I shake my head and type. Okay, not that I want to be crazy stalker guy, but that was a slip. If I *were* crazy stalker guy, you realize that you just told me a lot of stuff about yourself, right?

I haven’t mentioned Em to my other friends. Or my parents. Or my colleagues. For one, I’m not sure how I would classify her. We are friends, ye

s. We flirt, yes. I talk to her a lot, because she’s fun to talk to, and I’m so busy being not-lonely that someone interesting who I’ve never met fits perfectly into my life.

This isn’t really weird. I’ve written papers with people on the other side of the globe, people I’ve never met. I’m used to relationships that don’t involve phone conversations or the exchange of pictures. I don’t need to think of her as anything except the little avatar she uses—a globe of the earth, rotating silently in space, blue and green and brown and glowing with pulsating radioactivity.

Shit, she says. What did I say?

I bite my lip.

Not to freak you out or anything, but if restaurants are just now closing, that pretty much told me you’re on the West Coast. And you’ve listed four separate ethnicities in a two-block radius, so you’re in a major urban center. So Seattle/Portland/Bay Area/LA Basin. I think for a moment, and then add: Scratch the LA Basin, because you can’t really walk anywhere in LA. Sorry, Em. I try not to think about these things. But I can’t help it. My mind just doesn’t shut up.

This is a lie. I think about her all the time. I have a mental image of her that I cannot get rid of, no matter how many times I tell myself she’s just an avatar. Em, in my mind, is self-conscious. I suspect she’s a little hesitant in real life. She’s short, and she shies away from eye contact. She wears jeans and hoodies, and she doesn’t smile often, but when she does…

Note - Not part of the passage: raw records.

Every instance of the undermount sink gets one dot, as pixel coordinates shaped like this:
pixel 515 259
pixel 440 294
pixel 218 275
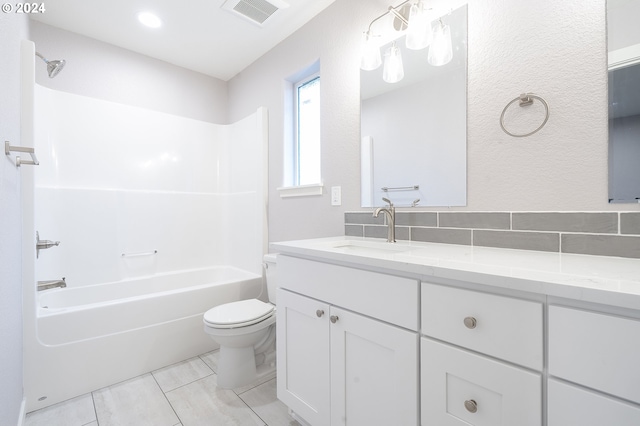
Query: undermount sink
pixel 368 247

Dammit. I wipe the image from my head.

Thanks, she types. I didn’t even think before typing. My need for soup is dire. Please don’t sell my personal information to the Haters of the Great Zombie Schism. It would not make this day better.

It’s the second time she’s mentioned having a rough day. I contemplate asking. That not-lonely-but-maybe part of me wants to know. My forefinger hovers over the onscreen keyboard.

Em rarely complains, and today is no exception.

I don’t really want to say more, because otherwise you’ll figure out that you forgot Sacramento in your list of population centers.

Jokes are good. The last thing I want is us comparing locations or agreeing to meet. I’m too aware of the way I smile when she messages me. Starting a long-distance relationship while my tenure clock is ticking is the worst idea I can think of.